FRANKFORT, Ky. — He's rallied with them, sued on their behalf and now, as he runs for governor of Kentucky with a teacher as a running mate, Andy Beshear wants to give public teachers pay raises.
Wednesday, Attorney General Andy Beshear said he wanted to end what he called "bullying" by Governor Matt Bevin and restore morale of teachers with his proposal.
Flanked by retired educators and alongside his running mate, Jacqueline Coleman, Andy Beshear announced what said would be a "priority" in his first budget.
"Through this governor's bullying, and the current compensation package, people are choosing not to do one of the most critically important jobs out there," said Beshear. “So, this is an investment we must make to have the very best teaching the next generation of our kids.”
Beshear and Coleman want to give teachers a $2,000 raise, create a path to student loan forgiveness for those who commit to teaching long-term and funding for certifications.
The Democrat, Beshear, expects the raises to cost about $84M and promises to find the money. He said he'd cut pay of some Bevin Administration officials but did not outline other cuts or new funding streams.
Governor Bevin's campaign manager, Davis Paine, released a statement:
“More unfunded campaign promises from a career politician. Gov. Bevin has made education a top priority of his administration. He is the first Governor to fully fund teachers' pensions after years of underfunding by Gov. Steve Beshear and past administrations. Under Gov. Bevin’s leadership, SEEK per-pupil spending is at record levels, and 100 percent of lottery funds are going toward education. Andy Beshear is just trying to distract from his support of Hillary Clinton and the liberal agenda that will take our state backwards.”
Beshear and Coleman also want to increase starting teacher salaries to $40,000 per year.
According to the National Education Association, in 2017/2018, new Kentucky Teachers earned $36,752 dollars per year. That's about mid-range when you look at the same rate in neighboring states. According to the NEA, new teachers in Missouri were paid $32,226, in Illinois $39,236, in Indiana $35,943, Ohio $35,923, West Virginia $33,715, Virginia $40,453 and Tennessee $37,305. The US national average starting salary in that same year was $39,249.
I asked General Beshear, “You have sued on behalf of teachers. You've been out at the rallies and you say there is no question that you are their supporter, but your own most precious investment, your own children, they go to private school. Why don't they go to public school, and is that hypocritical that your children go to private school?"
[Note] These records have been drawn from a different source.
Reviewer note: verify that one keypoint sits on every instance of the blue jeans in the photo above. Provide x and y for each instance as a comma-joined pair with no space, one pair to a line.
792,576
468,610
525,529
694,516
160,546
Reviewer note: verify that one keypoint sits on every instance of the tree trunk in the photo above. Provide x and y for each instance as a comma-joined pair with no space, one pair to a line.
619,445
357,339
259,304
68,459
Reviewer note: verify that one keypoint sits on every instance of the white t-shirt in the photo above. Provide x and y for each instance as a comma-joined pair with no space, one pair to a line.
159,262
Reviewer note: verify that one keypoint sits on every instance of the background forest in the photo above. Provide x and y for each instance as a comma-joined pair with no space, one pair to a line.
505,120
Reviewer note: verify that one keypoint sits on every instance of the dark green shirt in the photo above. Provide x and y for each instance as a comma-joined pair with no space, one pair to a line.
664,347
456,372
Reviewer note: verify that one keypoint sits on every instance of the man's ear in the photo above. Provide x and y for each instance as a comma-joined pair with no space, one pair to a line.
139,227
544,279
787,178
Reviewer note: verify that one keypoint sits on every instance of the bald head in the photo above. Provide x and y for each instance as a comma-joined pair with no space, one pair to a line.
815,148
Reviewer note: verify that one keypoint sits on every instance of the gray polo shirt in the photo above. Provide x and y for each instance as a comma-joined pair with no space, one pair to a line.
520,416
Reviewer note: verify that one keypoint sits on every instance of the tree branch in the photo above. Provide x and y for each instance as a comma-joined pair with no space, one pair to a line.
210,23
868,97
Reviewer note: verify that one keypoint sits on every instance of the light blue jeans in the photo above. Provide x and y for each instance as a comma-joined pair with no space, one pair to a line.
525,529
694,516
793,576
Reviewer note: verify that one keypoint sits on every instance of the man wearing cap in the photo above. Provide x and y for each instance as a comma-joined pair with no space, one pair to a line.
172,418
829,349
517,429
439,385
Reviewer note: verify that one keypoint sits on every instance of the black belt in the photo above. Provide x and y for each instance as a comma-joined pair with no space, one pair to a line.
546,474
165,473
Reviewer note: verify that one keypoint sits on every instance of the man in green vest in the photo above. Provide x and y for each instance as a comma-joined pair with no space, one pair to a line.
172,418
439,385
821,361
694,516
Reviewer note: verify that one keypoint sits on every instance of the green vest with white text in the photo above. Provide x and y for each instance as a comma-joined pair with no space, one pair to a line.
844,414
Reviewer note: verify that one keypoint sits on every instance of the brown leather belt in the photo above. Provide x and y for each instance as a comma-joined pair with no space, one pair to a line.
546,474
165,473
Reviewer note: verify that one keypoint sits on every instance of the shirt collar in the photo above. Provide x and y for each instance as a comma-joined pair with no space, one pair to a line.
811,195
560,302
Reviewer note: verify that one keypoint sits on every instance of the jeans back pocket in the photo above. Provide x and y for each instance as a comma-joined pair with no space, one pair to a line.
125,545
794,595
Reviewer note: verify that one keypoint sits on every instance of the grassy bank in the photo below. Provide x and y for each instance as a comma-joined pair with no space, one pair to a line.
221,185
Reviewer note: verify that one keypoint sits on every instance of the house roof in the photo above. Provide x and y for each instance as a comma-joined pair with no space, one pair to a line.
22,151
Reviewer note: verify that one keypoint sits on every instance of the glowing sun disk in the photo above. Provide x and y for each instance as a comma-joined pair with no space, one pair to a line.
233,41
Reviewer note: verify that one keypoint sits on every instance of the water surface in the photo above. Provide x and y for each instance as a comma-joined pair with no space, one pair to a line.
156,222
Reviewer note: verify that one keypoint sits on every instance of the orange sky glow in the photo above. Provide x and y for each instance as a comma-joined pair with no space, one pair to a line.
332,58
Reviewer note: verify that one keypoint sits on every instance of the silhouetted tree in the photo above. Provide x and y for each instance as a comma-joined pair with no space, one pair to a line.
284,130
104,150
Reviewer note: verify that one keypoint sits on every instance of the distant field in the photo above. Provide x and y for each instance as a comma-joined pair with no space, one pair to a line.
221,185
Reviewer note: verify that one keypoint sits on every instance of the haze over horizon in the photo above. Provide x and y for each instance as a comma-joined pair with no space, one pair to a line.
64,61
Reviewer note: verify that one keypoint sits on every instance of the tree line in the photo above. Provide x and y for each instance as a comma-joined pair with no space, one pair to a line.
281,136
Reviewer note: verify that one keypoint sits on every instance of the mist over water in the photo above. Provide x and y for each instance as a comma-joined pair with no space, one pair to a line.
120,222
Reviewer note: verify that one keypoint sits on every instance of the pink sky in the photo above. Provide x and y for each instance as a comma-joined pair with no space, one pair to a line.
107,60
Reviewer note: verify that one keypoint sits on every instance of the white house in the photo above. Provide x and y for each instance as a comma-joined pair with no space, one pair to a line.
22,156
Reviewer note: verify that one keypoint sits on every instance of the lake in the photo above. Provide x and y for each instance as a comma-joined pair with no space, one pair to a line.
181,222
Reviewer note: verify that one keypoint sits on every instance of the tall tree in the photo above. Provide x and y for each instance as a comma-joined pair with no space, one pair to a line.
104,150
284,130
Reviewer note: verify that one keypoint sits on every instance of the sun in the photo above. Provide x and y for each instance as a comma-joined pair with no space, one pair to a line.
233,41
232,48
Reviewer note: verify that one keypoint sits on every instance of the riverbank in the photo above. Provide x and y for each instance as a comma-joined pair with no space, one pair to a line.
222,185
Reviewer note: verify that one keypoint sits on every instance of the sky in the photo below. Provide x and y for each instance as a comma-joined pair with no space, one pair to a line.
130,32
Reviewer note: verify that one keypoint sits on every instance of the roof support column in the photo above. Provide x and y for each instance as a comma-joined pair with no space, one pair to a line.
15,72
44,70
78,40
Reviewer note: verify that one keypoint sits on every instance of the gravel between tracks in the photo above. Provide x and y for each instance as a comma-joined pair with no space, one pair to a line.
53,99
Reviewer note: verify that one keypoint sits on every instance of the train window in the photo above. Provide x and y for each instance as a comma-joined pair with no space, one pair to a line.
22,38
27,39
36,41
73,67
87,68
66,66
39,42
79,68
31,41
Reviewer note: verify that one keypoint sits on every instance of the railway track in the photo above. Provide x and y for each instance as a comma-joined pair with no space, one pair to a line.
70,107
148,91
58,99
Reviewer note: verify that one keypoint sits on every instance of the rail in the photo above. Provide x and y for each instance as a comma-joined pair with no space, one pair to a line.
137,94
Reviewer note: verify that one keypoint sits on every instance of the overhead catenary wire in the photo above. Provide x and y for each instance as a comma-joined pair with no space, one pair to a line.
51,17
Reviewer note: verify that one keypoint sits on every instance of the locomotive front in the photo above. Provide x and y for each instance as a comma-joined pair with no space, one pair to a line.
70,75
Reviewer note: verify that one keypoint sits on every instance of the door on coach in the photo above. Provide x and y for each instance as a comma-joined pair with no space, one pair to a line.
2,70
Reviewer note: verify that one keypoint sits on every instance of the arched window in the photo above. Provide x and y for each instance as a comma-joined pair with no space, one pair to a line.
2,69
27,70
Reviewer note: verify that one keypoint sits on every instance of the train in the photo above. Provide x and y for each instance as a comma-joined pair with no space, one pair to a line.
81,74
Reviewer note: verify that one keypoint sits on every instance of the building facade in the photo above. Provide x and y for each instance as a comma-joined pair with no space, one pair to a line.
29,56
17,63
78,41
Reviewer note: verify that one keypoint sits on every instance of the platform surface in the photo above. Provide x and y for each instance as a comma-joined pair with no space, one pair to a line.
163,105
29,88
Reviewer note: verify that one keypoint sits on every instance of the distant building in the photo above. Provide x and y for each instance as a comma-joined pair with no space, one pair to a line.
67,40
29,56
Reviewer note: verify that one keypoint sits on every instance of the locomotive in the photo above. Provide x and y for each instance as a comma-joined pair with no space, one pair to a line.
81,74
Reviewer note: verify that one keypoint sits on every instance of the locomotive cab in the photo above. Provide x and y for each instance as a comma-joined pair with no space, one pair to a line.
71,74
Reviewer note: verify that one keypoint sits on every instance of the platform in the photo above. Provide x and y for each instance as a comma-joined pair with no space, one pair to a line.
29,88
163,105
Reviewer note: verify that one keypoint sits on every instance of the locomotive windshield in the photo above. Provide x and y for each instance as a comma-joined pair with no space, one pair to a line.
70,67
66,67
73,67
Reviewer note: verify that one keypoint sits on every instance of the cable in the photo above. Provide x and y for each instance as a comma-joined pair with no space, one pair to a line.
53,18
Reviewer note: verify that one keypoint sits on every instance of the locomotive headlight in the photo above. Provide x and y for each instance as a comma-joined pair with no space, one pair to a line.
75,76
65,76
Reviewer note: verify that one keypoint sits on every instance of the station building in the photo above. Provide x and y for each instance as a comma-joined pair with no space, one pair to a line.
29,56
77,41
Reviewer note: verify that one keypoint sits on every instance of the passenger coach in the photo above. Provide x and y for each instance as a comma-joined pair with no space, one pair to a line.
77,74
Beshear answered, “I'm a public school graduate. I believe in public schools and my kids will be going to a public middle school. And what my kids got to do, that every Kentucky child should get to do is go to a preschool. And, sadly, there aren't many public preschools around Kentucky. And so they started a preschool at a school that we fell in love with and they've been at that school ever since. But you know what? I paid my property taxes, unlike this governor, every single year because of my support for public education, and you're going to see my kids in a public school with one of them the next year and one of them the next year. And while I've answered that once, Chris, I hope you understand that people's kids should be off limits just like I make sure yours are always off limits.”
When asked whether he was making promises he couldn't keep, Andy Beshear gave a two word answer, "watch me."